By Paul Rigby
Second in a two-part series. Click to read part one.
In 1980, when UK punk band The Jam sang “the public gets what the public wants,” they were—in true punk spirit—questioning how much a person really benefits from policies made in the interest of “public value.” That is, can across-the-board rules that are created by a powerful minority and based on what they believe the average person needs really serve everyone? That’s my interpretation of the lyrics in “Going Underground,” anyway.
The answer more than 35 years ago was “no,” and it’s the same today. However, the difference between then and now is that consideration for the individual is no longer flatly dismissed as a radical punk ideal, but instead is regarded as the key to business success and longevity. Who knew punk was so visionary?
In business, evidence of the individual’s growing influence is everywhere—including the consumerization of technology, and in the emphasis on personalization and customer experience.
In a recent post, we explored how we got to “today,” and what that very personalized “today” looks like. But what about the future? How can business leaders ensure their organizations stay competitive? Here are four things to consider:
1. Behold the “Me Generation”
With regard to customer experience, the power today is no longer just in the hands of those rich enough to buy it (to paraphrase The Clash circa 1977). The Voice of the Customer will become the Voice of Me, and personalization will lead to more bespoke experiences in the enterprise.
The Voice of the Customer will become the Voice of Me, and personalization will lead to more bespoke experiences in the enterprise.
With the wealth of data available and use of predictive modeling, companies (like ours) can gain a deep understanding of their clients, but also of individual customers too, and can anticipate their needs with better precision.

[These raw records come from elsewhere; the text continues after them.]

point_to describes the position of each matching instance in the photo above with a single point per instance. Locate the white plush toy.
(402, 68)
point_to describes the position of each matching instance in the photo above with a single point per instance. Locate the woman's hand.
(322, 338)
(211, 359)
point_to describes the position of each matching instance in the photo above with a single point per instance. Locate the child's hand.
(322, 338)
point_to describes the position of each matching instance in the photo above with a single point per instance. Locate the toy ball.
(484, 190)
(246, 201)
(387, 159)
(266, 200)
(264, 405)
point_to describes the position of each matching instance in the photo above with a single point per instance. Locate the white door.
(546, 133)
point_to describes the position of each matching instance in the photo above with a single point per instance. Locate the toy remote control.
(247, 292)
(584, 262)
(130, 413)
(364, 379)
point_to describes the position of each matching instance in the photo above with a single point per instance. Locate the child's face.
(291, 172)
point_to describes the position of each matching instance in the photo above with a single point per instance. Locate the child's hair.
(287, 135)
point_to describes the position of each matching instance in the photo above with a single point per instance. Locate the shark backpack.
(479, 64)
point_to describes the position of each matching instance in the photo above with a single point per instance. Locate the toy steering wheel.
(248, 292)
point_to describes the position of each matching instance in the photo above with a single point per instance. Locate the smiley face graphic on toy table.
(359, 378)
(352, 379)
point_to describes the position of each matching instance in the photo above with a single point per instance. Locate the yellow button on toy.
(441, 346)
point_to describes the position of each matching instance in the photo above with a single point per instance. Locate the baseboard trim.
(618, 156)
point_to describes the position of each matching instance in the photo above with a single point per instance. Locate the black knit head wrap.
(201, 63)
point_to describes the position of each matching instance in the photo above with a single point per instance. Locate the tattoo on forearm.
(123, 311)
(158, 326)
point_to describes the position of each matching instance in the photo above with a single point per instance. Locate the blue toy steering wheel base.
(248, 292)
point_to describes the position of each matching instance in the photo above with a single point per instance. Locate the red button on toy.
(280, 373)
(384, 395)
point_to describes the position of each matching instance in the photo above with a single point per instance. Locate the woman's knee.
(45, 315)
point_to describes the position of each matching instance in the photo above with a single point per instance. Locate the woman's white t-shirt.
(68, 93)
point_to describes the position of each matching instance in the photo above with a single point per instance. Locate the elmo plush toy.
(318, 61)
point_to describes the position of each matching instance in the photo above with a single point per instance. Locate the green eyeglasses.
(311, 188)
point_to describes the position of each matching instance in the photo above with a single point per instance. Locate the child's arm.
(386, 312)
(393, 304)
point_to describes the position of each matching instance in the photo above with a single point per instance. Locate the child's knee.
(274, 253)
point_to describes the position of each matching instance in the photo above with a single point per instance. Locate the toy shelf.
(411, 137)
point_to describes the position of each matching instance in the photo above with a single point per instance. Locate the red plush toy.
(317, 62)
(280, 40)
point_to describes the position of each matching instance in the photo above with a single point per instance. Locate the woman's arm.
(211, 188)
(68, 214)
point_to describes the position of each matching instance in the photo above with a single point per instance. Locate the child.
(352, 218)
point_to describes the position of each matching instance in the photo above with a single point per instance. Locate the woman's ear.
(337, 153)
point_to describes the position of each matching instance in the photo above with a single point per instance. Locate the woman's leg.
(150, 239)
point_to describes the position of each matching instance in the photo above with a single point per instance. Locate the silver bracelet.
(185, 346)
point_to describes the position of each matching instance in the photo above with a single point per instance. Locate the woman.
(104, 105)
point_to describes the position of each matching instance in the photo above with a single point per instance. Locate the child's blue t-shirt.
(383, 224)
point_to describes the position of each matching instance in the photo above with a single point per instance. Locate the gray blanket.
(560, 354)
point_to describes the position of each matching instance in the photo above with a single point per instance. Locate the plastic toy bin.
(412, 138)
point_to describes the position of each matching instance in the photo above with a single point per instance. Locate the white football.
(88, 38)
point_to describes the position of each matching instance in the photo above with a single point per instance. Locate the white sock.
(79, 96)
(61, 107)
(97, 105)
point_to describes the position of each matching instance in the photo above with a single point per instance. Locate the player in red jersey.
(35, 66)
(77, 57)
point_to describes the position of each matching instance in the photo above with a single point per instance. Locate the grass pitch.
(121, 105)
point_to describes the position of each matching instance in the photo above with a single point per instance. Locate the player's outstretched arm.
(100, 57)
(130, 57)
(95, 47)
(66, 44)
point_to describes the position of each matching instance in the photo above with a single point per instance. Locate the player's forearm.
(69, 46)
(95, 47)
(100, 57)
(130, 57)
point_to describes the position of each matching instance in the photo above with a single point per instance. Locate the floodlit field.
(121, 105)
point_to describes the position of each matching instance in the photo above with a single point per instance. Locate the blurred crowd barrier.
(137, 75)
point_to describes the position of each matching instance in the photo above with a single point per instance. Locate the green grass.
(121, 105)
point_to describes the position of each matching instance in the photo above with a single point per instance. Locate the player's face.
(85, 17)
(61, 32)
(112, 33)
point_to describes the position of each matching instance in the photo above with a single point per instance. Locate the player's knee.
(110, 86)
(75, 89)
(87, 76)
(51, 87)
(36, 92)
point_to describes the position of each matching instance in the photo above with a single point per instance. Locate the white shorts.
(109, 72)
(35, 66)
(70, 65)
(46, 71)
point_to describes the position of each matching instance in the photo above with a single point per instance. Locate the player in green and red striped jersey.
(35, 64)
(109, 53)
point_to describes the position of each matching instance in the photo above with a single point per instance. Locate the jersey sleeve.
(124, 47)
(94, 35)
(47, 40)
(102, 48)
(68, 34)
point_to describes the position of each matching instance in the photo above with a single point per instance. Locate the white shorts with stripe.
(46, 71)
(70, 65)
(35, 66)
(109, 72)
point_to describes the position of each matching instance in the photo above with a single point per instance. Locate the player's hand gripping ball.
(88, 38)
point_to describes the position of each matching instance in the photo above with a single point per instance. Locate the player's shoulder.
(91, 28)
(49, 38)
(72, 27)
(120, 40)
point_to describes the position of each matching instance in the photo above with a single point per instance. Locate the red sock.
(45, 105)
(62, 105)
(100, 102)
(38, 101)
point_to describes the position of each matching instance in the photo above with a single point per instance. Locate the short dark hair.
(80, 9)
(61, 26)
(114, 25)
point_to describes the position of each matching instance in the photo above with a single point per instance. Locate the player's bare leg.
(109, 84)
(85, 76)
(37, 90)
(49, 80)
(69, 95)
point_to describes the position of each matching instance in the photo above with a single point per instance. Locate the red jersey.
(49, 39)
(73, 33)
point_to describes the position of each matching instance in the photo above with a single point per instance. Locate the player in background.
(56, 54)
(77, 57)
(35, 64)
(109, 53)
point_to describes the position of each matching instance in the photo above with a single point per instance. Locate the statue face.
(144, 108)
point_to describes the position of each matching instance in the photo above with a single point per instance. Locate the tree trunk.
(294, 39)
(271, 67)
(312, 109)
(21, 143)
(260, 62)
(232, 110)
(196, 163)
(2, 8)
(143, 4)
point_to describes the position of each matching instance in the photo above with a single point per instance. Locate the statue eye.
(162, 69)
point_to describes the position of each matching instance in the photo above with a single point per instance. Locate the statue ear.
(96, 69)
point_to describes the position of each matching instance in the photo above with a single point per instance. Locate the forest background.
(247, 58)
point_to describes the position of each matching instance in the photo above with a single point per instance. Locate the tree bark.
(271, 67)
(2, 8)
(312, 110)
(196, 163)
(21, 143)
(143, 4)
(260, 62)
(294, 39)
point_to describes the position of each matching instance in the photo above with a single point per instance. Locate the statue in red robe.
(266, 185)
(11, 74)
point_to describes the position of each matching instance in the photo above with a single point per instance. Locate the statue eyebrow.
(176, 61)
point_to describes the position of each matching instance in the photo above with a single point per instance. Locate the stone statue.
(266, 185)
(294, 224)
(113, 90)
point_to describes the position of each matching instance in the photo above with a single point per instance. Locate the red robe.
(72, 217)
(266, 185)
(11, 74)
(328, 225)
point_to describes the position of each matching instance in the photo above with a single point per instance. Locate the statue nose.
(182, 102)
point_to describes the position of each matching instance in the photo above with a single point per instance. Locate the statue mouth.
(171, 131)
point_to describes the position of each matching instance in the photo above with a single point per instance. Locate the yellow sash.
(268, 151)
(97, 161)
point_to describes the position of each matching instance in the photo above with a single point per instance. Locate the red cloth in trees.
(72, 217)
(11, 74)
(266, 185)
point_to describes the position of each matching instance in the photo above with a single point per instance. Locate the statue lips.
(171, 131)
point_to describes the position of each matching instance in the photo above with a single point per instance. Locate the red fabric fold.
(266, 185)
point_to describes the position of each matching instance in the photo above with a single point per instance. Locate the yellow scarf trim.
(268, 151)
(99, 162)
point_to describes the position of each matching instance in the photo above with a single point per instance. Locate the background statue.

2. Analytics will create competitive advantage
Data, on its own, does not provide the advantage. It’s what you do with it that makes a difference. Analytics can provide you with an understanding of actual customer behavior and needs, but it can also enable you to predict with a high degree of accuracy what customers will do next. Companies that take steps to incorporate analytics into every business decision will have the competitive advantage.
3. Apps will soon become the end-to-end arbiters of customer experience
More than 2 billion people worldwide will have a smart device in 2016, and those users will spend the majority of their time using apps. However, simply having an app is not enough. Companies must provide meaningful mobile experiences—they need to build apps that are based on sound mobile strategies and a deep understanding of customers. An app should be easy to use, and should provide relevant content and capabilities.
Companies that meet the Me Generation’s expectations will stand out. Those that fail to do so will fade.
4. Wear your heart on your sleeve
Not only are people getting mobile, they are also increasingly wearing their tech. Recent research suggests that over the next several years, we will continue to see double-digit growth in the number of Americans using wearable devices. Currently, about 16 percent of the U.S. population uses wearable tech—that figure is expected to double by 2018. Organizations will need to work toward bringing consistency of services across multiple digital connection points.
Although the world has changed considerably since The Jam released “Going Underground,” the song’s message is as relevant in 2016 as it was in 1980, perhaps even more so. In today’s world—in the enterprise and outside of it—one size fits very few. Rather, the individual increasingly holds the power. It’s time for business leaders to start recognizing it.